February 23, 2015
Lms Acupuncture, P.C. v American Tr. Ins. Co. (2015 NY Slip Op 50198(U))
Headnote
Reported in New York Official Reports at Lms Acupuncture, P.C. v American Tr. Ins. Co. (2015 NY Slip Op 50198(U))
SUPREME COURT, APPELLATE TERM, SECOND DEPARTMENT, 2d, 11th and 13th JUDICIAL DISTRICTS
against
American Transit Ins. Co., Respondent.
Appeal from an order of the Civil Court of the City of New York, Kings County (Genine D. Edwards, J.), entered June 7, 2013. The order denied plaintiff’s motion for summary judgment.
ORDERED that the order is affirmed, with $25 costs, and, upon searching the record, defendant is awarded summary judgment dismissing the complaint.

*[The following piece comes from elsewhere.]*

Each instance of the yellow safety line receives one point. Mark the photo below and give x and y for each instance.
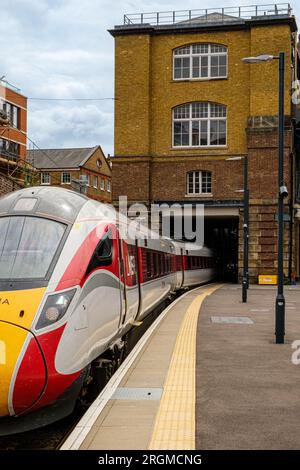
(175, 421)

Plaintiff commenced this action in the Civil Court to recover assigned first-party no-fault benefits, asserting that it had provided health care services to Kashif Edwards for injuries sustained in an April 26, 2010 automobile accident, and that Edwards had assigned his benefits to plaintiff. Shortly thereafter, defendant, American Transit Insurance Company (American Transit), commenced a declaratory judgment action in Supreme Court, New York County, against plaintiff, other providers and Kashif Edwards, seeking a declaration that all of the defendants therein were not entitled to no-fault benefits as a result of the April 26, 2010 accident involving Edwards on the ground that Edwards had failed to comply with the terms of the applicable insurance policy by failing to appear for scheduled independent medical examinations. Neither plaintiff nor Edwards served an answer or otherwise appeared in the Supreme Court action. Approximately one year later, plaintiff, LMS Acupuncture, P.C., moved for summary judgment in the Civil Court. American Transit opposed the motion on the ground that LMS Acupuncture, P.C.’s Civil Court action was barred by the pending declaratory judgment action. While the Civil Court action was pending, American Transit moved in Supreme Court for, among other relief, a declaration that Kashif Edwards is not an eligible injured person entitled to no-fault benefits under the insurance policy at issue and that American Transit is not obligated to honor or pay claims submitted by Edwards’ assignees, including LMS Acupuncture, P.C., arising from the subject accident, under the insurance policy at issue. On May 8, 2013, the Supreme Court granted, on default, American Transit’s motion. By order entered June 7, 2013, the Civil Court denied LMS Acupuncture, P.C.’s motion for summary judgment, in light of the Supreme Court’s determination in the declaratory judgment action. On August 1, 2013, the Supreme Court signed a long-form order embodying its determination.
Under the doctrine of res judicata, a disposition on the merits bars litigation between the same parties of a cause of action arising out of the same transaction or series of transactions as a cause of action that either was raised or could have been raised in the prior action (see Abraham v Hermitage Ins. Co., 47 AD3d 855 [2008]). “The rationale underlying this principle is that a party who has been given a full and fair opportunity to litigate a claim should not be allowed to do so again” (Matter of Hunter, 4 NY3d 260, 269 [2005]).
Based upon the declaratory judgment action in Supreme Court, the instant action is barred under the doctrine of res judicata (see EBM Med. Health Care, P.C. v Republic W. Ins., 38 Misc 3d 1 [App Term, 2d, 11th & 13th Jud Dists 2012]; Ava Acupuncture, P.C. v NY Cent. Mut. [*2]Fire Ins. Co., 34 Misc 3d 149[A], 2012 NY Slip Op 50233[U] [App Term, 2d, 11th & 13th Jud Dists 2012]), since the prior action was disposed of on the merits (see Abraham, 47 AD3d 855; Ava Acupuncture, P.C., 34 Misc 3d 149[A], 2012 NY Slip Op 50233[U]), and the Supreme Court’s order is a conclusive final determination (see Sabatino v Capco Trading, Inc., 27 AD3d 1019 [2006]). To hold otherwise could result in a judgment in the present action which would destroy or impair rights or interests established in the Supreme Court action (see Schuylkill Fuel Corp. v Nieberg Realty Corp., 250 NY 304, 306-307 [1929]; EBM Med. Health Care, P.C., 38 Misc 3d 1). We note that any contention that the Supreme Court’s May 8, 2013 determination was not a final disposition has been rendered moot by the entry of the August 1, 2013 long-form order.
Although defendant did not cross-move for summary judgment dismissing the complaint, upon a search of the record, we find that it supports the granting of such relief as a matter of law (see CPLR 3212 [b]; Merritt Hill Vineyards v Windy Hgts. Vineyard, 61 NY2d 106 [1984]).
Accordingly, the order of the Civil Court is affirmed, and, upon searching the record, defendant is awarded summary judgment dismissing the complaint.
Pesce, P.J., Weston and Elliot, JJ., concur.